At some point during the holiday, we would always find an old rum bottle with a cork stopper near where we were paddling on a beach. Inside would be a rolled-up treasure map with various pirate-related drawings such as skull & crossbones, mermaids, sea-monsters and such, plus an ‘X marks the spot’ with directions detailed in paces leading to a cave in the cliffs. Unbeknown to us the paper had been dipped in tea and baked in the oven to ‘antiquate’ it.

After a thrilling hunt and some digging with buckets and spades, what we would find was a pirate-like chest.
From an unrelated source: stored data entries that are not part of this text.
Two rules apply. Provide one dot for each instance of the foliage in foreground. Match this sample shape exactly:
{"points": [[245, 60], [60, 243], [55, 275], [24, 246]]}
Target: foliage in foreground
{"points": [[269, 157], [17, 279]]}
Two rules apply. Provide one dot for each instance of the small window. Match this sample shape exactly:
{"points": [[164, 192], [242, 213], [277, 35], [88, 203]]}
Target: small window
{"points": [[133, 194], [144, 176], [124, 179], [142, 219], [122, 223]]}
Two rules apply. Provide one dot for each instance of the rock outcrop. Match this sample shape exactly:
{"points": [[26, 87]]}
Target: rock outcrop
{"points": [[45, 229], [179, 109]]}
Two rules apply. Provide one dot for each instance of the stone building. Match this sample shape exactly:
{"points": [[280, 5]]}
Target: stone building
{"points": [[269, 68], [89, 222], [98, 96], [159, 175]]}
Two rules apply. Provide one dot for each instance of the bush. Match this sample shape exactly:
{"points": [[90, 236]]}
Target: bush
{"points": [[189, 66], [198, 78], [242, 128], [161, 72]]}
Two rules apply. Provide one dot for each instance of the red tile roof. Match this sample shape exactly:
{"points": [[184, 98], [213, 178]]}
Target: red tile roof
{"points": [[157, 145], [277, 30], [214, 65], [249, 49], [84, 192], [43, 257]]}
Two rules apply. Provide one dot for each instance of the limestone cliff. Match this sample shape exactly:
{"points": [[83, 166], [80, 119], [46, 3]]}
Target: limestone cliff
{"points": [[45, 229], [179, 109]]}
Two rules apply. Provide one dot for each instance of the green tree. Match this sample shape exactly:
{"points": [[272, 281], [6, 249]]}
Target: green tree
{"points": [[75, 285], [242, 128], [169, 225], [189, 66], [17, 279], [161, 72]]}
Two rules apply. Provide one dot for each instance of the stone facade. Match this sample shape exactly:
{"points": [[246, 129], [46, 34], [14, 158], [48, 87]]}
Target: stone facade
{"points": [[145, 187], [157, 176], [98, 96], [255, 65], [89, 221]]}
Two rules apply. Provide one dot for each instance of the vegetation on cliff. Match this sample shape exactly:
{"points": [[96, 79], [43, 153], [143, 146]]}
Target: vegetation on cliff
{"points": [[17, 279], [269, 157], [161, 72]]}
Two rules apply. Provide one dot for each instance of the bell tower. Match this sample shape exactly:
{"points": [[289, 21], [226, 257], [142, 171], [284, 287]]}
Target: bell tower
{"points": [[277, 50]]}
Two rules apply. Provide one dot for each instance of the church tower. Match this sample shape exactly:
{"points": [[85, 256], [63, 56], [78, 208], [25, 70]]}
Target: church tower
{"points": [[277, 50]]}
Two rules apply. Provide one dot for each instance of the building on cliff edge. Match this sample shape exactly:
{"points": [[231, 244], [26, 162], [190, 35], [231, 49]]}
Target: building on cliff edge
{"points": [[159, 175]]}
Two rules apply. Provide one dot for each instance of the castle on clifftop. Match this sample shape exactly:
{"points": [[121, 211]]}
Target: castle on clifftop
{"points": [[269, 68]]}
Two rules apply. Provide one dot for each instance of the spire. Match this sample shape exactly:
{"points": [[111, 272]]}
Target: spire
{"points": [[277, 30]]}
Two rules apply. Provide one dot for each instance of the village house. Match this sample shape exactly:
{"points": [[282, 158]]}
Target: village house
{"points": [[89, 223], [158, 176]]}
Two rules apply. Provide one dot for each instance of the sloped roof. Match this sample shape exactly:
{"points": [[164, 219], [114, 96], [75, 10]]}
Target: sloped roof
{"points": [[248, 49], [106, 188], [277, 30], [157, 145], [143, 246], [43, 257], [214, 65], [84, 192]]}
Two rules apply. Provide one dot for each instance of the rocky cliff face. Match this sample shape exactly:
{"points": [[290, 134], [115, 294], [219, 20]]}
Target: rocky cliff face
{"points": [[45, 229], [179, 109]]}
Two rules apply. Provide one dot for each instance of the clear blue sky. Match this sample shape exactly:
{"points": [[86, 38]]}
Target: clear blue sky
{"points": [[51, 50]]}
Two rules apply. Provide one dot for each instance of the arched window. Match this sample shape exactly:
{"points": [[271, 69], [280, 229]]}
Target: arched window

It would be filled with shiny foil-covered chocolate coins, plastic gem-bead necklaces, small cloth sacks filled with gold nugget-shaped bubble-gum pieces and things like plastic crowns and tiaras, elasticated eye-patches, toy cutlasses, or cap-gun flintlock pistols. All lovingly assembled by my father and uncle from clandestine trips to the local toy and sweet-shops and secreted in the sand early in the morning before we were out of bed.

Both men are sadly long-departed, but those days live long in my memory.

[My uncle was a real-life smuggler! He was chief engineer on an oil tanker plying the Middle East and had naively agreed to deliver a small package to an address in London on behalf of a ‘colleague’ in Saudi Arabia. This wasn’t an era when drug-smuggling was common, but the package proved to contain several thousand pounds worth of gold watches when he was stopped by Customs. He got six months in Pentonville Prison. Not exactly considered a high-risk criminal, he was allowed out on day-release and used to pop home for lunch].
 

What a wonderful family tradition and memory!
 

Thanks for sharing those memories with us Red-Coat! My great-great grandfather was a bootlegger during prohibition. I have a small home-made steel box that belonged to him and is full of old coins passed down to me from my great uncle.
 

Love the story. Reminds me when I was a kid, Family would leave N.Y. L.I. for a week in Greenwood lake N.J. :icon_thumright:
 

Thanks for sharing a Great story , my dad did the buried treasure chest dig with me when I was around five or six years old . little did he know then how much influence that day would have on me for the rest of my life.
 

Great story and great memories. Thanks for sharing!